Digital identification (ID) and data-driven systems have become central to the delivery of welfare and health services in the global South. These policies are designed to monitor and control developmental indicators, with some negative repercussions for women. They also impact the exercise of reproductive rights and access to health and welfare, in addition to informational privacy. This paper aims to understand the various axes along which digitalisation and data collection systems impact the exercise of the right to privacy, including reproductive rights. It focuses on two specific services that have been a target of digital and analog monitoring over the past decade – conditional cash transfers tied to maternal health, and abortion services. Through interviews with women patients, their families, and health providers in New Delhi, it found that monitoring systems can restrict women’s access to critical services. Extensive procedural requirements introduced for better targeting of welfare schemes, such as Aadhaar linked bank accounts and income and caste certifications acted as significant barriers to access. These requirements particularly impacted women who carry stigma when accessing abortion services, including poor and unmarried women, and adolescents.
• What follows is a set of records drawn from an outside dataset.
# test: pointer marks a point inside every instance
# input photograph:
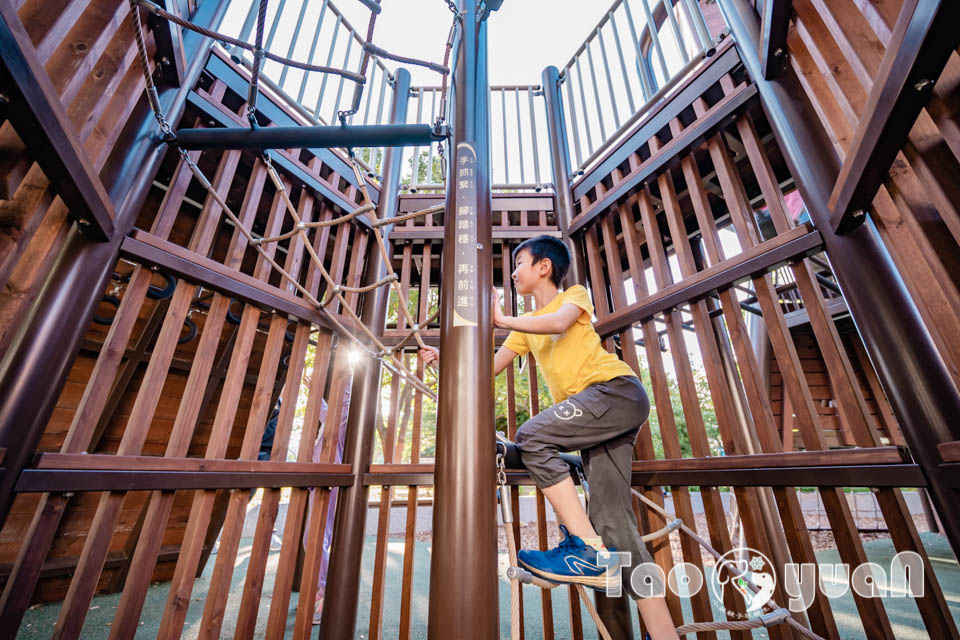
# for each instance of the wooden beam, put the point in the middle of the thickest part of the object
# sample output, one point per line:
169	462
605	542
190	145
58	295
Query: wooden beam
108	462
717	116
62	480
867	475
401	234
148	249
31	103
796	243
773	45
925	35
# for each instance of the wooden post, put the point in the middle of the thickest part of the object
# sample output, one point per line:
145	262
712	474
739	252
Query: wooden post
921	392
340	604
463	570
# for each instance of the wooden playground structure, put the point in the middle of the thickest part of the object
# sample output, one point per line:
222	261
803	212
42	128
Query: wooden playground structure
783	199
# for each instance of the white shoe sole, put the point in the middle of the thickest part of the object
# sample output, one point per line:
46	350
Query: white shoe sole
597	582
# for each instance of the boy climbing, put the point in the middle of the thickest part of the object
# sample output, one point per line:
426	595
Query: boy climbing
599	409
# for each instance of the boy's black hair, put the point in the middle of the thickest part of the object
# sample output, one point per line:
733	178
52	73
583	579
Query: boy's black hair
542	247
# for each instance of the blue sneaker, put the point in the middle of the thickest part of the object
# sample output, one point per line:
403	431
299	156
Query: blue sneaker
571	562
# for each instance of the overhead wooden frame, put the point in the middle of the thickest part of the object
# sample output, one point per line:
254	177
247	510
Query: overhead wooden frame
33	106
773	45
793	245
923	38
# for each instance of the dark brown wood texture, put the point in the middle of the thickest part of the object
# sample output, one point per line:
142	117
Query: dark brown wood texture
691	253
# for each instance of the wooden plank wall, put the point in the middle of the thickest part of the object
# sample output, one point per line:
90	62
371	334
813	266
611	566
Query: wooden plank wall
684	203
835	48
679	206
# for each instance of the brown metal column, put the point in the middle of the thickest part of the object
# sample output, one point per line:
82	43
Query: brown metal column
343	578
463	569
39	359
912	373
560	166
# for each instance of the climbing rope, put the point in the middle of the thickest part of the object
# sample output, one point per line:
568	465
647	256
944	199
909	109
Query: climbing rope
186	24
517	575
334	291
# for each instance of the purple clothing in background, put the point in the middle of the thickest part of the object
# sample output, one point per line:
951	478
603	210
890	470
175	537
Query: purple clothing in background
332	504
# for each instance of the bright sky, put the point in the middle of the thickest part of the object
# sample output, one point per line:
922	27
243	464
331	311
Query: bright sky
524	35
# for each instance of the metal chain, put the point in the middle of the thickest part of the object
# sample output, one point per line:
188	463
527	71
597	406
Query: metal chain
152	96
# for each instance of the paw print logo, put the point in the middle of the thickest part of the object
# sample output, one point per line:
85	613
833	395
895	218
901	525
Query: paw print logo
749	573
566	410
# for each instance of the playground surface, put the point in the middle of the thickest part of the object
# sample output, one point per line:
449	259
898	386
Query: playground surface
904	617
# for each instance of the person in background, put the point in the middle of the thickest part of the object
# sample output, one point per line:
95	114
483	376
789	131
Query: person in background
341	426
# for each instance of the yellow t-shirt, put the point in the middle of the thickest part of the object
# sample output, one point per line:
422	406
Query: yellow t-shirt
573	360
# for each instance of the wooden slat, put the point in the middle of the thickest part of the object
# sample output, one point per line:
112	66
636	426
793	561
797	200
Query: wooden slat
105	462
922	40
648	169
950	451
262	405
192	406
176	260
20	585
845	532
644	446
838	457
84	581
299	499
853	409
759	259
321	503
731	423
42	123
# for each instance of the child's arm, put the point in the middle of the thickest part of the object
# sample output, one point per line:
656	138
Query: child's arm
502	359
550	323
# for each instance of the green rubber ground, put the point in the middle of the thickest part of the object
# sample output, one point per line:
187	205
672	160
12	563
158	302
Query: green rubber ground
904	617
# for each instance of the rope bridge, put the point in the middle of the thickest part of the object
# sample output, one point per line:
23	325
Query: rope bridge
517	575
334	291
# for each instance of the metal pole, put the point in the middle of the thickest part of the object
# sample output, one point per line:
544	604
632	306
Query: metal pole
463	568
560	166
40	356
370	135
340	608
910	368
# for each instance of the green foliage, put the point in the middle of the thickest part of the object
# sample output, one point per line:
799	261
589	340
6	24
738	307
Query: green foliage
423	160
676	408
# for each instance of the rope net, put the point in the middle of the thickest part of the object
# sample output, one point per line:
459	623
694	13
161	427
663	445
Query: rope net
335	291
351	324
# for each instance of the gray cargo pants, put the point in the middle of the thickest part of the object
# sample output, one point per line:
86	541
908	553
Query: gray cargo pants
602	422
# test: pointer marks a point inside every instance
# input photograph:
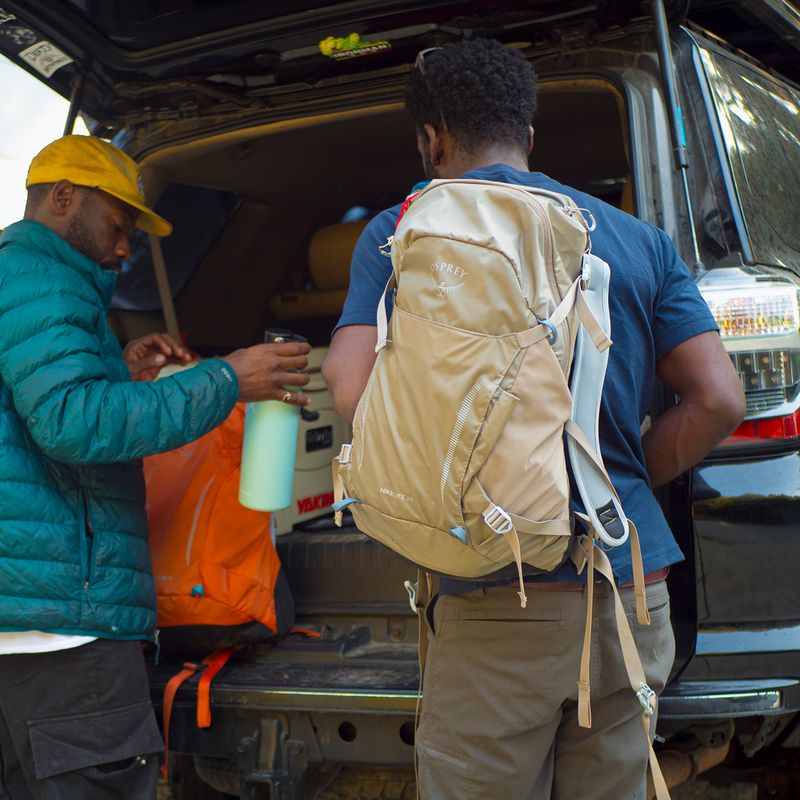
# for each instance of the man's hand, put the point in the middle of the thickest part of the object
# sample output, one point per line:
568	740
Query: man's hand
146	356
265	369
711	405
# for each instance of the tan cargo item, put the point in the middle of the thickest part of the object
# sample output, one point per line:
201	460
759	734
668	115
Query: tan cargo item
458	459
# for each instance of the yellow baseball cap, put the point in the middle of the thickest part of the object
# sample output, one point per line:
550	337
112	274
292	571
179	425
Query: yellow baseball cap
89	161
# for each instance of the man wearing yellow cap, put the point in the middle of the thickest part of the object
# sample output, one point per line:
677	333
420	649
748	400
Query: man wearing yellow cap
76	589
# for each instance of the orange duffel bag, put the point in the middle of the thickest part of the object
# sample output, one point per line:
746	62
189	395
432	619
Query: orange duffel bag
218	577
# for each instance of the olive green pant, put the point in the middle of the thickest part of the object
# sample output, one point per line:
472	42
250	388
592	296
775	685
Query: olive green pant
499	715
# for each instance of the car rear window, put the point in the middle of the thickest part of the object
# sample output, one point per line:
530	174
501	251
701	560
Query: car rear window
760	123
198	216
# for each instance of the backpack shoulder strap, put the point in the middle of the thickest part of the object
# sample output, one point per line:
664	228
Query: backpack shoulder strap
586	385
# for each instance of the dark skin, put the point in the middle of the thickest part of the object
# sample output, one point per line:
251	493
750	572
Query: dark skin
698	371
100	226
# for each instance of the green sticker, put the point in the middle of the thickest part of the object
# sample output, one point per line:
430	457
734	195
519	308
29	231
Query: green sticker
350	47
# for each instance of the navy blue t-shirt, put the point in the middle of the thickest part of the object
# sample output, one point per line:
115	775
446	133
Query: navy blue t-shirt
654	305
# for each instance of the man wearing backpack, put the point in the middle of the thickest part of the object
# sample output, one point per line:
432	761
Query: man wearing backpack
499	713
76	589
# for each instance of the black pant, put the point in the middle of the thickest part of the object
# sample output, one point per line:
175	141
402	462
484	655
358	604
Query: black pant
78	725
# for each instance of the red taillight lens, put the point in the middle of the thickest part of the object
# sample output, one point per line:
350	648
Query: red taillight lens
764	430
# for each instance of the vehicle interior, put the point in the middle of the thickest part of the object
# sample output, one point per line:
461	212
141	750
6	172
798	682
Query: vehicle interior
266	221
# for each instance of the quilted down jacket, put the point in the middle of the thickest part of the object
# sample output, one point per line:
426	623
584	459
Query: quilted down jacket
73	426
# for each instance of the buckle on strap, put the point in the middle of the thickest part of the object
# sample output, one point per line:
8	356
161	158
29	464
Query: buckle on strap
646	697
498	520
411	588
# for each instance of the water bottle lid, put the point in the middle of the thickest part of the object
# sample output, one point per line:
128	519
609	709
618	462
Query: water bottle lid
282	335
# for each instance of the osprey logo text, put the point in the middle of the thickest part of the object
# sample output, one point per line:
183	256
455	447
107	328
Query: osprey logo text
447	278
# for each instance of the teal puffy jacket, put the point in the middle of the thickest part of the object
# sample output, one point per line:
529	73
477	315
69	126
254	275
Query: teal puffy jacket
73	532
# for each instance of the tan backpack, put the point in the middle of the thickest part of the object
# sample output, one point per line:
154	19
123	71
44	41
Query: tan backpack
458	460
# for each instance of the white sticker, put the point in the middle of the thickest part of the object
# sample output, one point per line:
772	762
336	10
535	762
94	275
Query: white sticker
45	58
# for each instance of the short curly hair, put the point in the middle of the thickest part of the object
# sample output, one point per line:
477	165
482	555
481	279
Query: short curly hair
481	91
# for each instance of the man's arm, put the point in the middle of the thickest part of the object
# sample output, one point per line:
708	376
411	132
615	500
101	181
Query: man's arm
347	366
52	364
711	406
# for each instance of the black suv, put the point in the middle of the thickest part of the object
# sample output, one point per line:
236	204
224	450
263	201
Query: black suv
261	126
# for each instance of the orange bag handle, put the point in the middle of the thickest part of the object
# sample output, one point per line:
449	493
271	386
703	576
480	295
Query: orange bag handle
210	666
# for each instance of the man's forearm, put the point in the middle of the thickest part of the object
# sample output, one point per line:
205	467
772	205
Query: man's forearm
683	436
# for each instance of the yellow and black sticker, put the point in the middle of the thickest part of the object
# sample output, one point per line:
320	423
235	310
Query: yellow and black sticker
350	47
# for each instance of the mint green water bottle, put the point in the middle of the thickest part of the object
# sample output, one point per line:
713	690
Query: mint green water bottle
270	447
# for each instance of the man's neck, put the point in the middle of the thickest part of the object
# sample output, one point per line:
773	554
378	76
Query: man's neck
462	163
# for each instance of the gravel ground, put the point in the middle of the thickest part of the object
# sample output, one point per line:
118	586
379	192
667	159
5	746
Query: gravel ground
699	790
703	790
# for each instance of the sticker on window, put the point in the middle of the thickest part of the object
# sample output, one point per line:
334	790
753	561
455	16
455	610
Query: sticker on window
45	58
350	47
21	37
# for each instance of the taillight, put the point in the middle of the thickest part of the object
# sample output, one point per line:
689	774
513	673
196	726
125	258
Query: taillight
758	313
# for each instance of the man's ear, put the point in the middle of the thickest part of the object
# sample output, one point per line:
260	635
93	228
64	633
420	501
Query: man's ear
62	198
429	140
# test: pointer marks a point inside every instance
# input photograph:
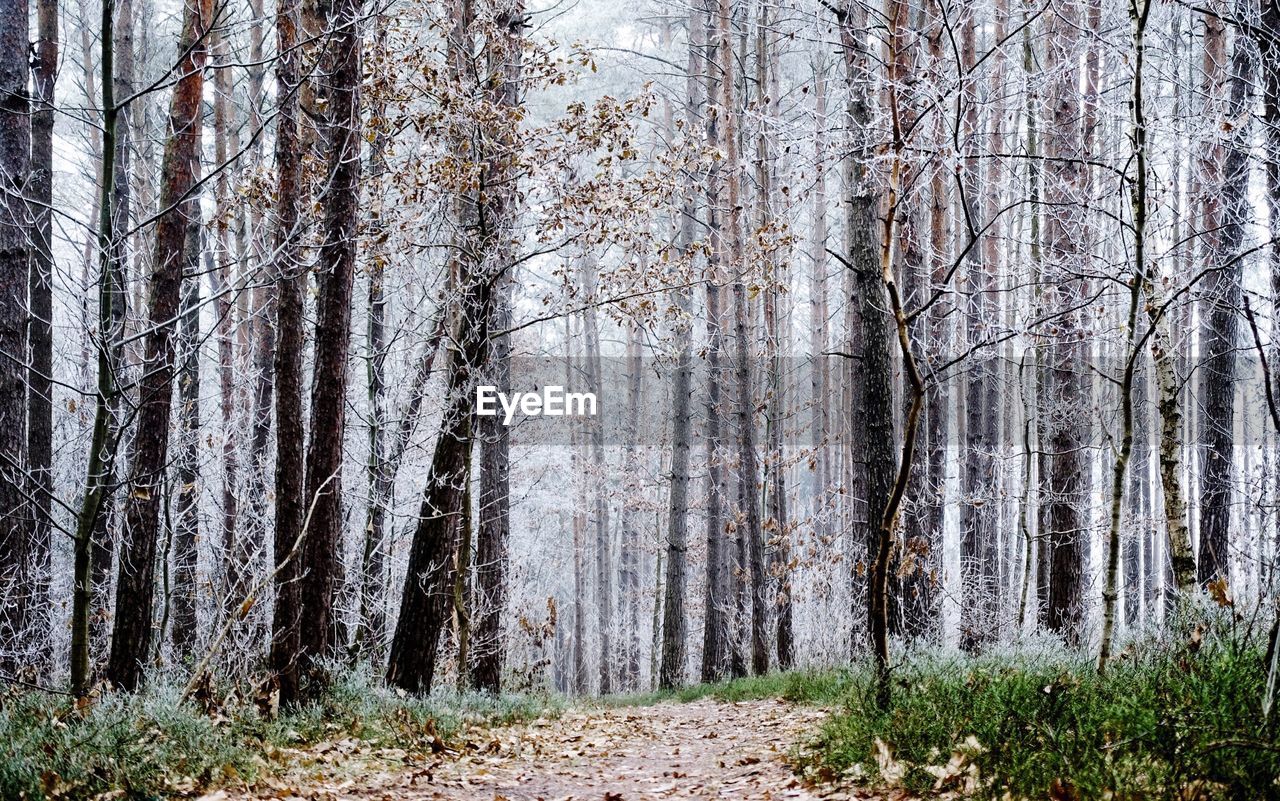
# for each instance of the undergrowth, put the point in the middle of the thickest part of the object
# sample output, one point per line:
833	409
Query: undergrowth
1171	718
152	745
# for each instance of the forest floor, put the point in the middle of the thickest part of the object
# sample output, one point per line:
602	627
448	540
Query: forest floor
705	749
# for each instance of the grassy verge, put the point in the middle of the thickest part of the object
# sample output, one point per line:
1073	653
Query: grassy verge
1170	719
150	745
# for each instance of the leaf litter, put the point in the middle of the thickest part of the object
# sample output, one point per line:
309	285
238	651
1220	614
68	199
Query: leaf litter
705	749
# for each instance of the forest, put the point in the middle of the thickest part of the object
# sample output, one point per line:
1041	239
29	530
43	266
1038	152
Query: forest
675	398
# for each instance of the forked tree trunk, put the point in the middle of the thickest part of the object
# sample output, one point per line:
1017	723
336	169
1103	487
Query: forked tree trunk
289	434
336	269
16	250
40	384
132	631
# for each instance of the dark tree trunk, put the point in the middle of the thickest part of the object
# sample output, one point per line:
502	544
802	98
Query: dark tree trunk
289	435
186	536
716	604
673	617
371	627
428	587
132	631
494	531
1065	521
1219	337
873	410
40	385
16	250
321	548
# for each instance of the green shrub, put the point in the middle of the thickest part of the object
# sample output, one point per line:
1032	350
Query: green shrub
1170	718
150	745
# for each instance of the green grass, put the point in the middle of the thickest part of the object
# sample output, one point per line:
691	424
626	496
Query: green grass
1170	719
1178	717
151	746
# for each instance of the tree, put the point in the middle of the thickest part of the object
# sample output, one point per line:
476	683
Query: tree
673	621
16	251
40	287
1063	500
132	631
1226	184
321	566
289	435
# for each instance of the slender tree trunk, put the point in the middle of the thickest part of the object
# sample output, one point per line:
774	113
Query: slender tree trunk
40	285
874	411
1064	485
101	454
673	618
371	627
321	563
132	631
225	147
16	251
492	543
1223	297
187	465
287	362
716	603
Health providers were forced to prioritise data collection over inclusive delivery of services. Data collection for Aadhaar-linked databases without informed consent was rampant, with repercussions for women’s informational privacy. Reproductive rights and various dimensions of privacy, including informational privacy and decisional autonomy are thus intrinsically linked. Future research on digital health needs to further probe these interlinkages and broaden the definition of the right to privacy.